Protesters swarmed Lafayette Park in the nation’s capital to rally together before forming a human chain of more than 12,000 outside the White House in Washington, D.C., to protest the Keystone XL Pipeline on Sunday.
The Keystone XL pipeline is a pipeline proposed by TransCanada, a Calgary-based energy company, that will carry oil sands, or tar sands, from Alberta, Canada, to refineries in Texas.
Opponents of the pipeline argue oil sands are one of the dirtiest forms of fuel and have the potential to harm the environment and pollute water sources.

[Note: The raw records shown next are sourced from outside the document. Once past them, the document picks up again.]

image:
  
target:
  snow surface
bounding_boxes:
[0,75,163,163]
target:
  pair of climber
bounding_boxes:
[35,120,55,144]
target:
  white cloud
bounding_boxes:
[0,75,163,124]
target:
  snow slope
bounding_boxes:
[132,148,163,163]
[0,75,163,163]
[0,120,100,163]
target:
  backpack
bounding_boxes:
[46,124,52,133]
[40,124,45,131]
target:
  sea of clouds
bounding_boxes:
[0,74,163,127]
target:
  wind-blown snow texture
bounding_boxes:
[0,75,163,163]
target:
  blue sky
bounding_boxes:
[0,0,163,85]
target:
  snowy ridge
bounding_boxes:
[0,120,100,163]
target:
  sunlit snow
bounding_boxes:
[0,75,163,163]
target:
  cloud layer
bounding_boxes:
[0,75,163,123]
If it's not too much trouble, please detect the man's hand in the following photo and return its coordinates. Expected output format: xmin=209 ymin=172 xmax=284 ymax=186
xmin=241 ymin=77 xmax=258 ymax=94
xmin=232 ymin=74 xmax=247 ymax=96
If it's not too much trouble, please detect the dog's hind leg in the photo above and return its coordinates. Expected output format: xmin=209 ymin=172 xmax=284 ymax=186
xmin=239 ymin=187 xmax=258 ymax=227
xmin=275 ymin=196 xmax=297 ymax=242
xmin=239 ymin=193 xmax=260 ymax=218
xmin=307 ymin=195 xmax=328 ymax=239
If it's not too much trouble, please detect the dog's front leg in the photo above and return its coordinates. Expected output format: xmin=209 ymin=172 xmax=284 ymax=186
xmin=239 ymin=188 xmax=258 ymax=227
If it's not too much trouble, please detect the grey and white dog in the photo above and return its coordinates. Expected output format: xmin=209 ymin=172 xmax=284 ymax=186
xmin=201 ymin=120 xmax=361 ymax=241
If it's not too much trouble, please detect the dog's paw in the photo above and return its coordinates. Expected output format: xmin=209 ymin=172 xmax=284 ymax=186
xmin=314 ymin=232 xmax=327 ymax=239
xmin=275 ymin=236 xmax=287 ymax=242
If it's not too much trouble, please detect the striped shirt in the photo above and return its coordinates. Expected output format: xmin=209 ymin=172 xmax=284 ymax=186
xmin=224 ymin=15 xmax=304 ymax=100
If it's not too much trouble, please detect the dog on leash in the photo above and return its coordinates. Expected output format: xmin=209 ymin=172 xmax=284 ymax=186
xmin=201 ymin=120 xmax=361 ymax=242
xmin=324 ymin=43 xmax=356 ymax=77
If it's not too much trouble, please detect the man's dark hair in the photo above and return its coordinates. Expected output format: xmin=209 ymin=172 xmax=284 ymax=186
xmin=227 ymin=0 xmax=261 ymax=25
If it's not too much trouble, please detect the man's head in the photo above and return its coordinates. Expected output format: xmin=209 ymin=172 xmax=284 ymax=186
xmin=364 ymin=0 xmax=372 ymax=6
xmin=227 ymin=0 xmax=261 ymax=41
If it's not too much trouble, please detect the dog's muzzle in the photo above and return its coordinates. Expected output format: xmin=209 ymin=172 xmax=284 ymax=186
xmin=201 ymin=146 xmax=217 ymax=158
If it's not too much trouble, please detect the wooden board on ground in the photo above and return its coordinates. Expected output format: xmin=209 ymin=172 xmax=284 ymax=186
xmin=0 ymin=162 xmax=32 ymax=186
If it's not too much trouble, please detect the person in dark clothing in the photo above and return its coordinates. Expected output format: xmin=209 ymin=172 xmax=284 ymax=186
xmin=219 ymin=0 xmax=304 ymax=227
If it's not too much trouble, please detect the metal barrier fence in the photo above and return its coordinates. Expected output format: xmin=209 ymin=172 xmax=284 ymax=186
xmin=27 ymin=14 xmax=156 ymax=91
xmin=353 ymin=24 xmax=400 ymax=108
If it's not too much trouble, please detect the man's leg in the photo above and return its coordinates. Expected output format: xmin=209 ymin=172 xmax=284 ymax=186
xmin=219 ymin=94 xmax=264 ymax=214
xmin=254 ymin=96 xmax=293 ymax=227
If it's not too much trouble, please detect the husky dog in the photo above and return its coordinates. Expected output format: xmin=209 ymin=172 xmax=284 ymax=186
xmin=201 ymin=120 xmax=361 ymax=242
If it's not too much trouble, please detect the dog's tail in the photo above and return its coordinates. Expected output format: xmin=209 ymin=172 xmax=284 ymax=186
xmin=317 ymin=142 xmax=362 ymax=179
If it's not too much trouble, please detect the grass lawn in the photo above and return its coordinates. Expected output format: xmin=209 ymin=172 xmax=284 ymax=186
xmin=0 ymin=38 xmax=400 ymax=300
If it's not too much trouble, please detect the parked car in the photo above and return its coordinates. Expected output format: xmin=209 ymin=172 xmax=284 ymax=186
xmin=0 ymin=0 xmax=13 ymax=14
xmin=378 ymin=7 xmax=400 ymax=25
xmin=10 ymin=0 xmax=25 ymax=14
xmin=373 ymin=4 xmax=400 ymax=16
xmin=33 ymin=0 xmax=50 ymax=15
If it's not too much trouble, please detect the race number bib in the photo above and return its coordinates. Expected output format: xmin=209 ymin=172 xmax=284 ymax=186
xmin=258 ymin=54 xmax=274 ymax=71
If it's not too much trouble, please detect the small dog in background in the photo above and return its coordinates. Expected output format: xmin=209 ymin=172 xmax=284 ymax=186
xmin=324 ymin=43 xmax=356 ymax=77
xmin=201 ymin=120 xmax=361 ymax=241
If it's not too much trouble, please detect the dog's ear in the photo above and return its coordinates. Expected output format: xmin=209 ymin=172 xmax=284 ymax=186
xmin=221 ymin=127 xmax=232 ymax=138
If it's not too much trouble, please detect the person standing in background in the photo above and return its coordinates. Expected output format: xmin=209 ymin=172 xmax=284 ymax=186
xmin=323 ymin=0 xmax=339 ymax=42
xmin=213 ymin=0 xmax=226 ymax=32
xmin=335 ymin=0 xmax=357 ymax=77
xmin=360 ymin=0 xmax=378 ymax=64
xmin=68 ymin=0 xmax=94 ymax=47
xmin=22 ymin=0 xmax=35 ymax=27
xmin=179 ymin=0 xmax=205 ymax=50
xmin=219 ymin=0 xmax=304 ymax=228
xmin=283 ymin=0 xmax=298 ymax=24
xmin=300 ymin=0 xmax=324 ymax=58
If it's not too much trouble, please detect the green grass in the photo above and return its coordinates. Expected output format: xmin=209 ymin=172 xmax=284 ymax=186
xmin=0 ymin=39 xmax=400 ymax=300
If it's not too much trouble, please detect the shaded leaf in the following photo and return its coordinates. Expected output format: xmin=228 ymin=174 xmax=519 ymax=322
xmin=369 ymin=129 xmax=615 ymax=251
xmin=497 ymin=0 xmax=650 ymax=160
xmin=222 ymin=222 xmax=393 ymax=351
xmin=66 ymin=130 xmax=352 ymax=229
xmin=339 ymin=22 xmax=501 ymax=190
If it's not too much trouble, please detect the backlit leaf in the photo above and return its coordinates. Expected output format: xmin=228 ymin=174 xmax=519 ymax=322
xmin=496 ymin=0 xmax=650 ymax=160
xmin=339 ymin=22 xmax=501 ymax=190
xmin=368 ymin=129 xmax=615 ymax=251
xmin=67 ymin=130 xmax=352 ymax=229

Proponents argue that Canada is a more politically stable oil producer than countries in the Middle East or elsewhere.
The federal government is expected to announce its plans for the pipeline by the end of the year.
Protesters crowded the park and wore orange “No Frack” vests and carried signs that read, “Our terms for a 2nd term no pipeline” and “NOKXL,” or “No Keystone XL.”
The Occupy Washington, D.C., protesters showed their support of the NOKXL protesters by leaving their ‘Occupy’ camp in the capital’s McPherson Park to bolster the numbers at the White House.
The protest was held exactly one year before the next presidential election in an effort to remind Obama of what he had promised his predominantly young, environmentally conscious constituency.
The November protest was much more successful, having a significantly larger turnout than the two previous protests in August and September where several of the protestors had been arrested. The November protest had more than 10,000 more participants than the previous two protests.
Maura Stephens, adviser of Frack Off and associate director of the Park Center for Independent Media, said there is an array of protest movements going on currently that are all affiliated.
“It’s an important opportunity for people who are speaking out on so many issues right now,” Stephens said.
At the rally, several people spoke against the Pipeline including Rep. Steve Cohen, (D-TN); Dr. James Hansen, the scientist that brought climate change to the government’s attention in the 1980’s; and Tom Poor Bear, the vice president of the Oglala Lakota Nation.
The speakers excited the crowd and lead them to chant phrases like “Hey, Obama, the Earth is your mama,” “We are people too,” “This is what democracy looks like” and “Yes, we can stop the pipeline.”
The speakers discussed how they believed the economy must be reinvented and that this was the turning point for the nation to decrease its dependence on “dirty” foreign oil. They called for protesters to write letters to Obama and demand action for cleaner energy sources.
The protesters broke into three randomly selected color groups — red, brown and orange — in order to make it easier to organize them into line. Once the groups organized, they encircled the White House, held hands and chanted.
A State Department report issued in August said if TransCanada performs all proposed environmental protections, the pipeline’s construction would pose “no significant impacts” on the environment. The report acknowledged the possibility of a potential oil spill despite the protections.
Cornell senior K.C. Alvey, a member of the State Focal Point with Green Umbrella, a network of young activists within the state of New York, said the protesters were trying to hold the president accountable as a leader in sustainability.
“We’re calling on President Obama this weekend not only to say no to the pipelines, but also to be a leader in developing clean energy,” Alvey said.
Junior Max Grigri, co-president of IC Frack Off and the Central New York regional coordinator for Green Umbrella, said he was pleased with the protest’s turnout and the crowd’s energy.
“The job isn’t done, there is still more to be done,” Grigri said. “But it’s a step closer.”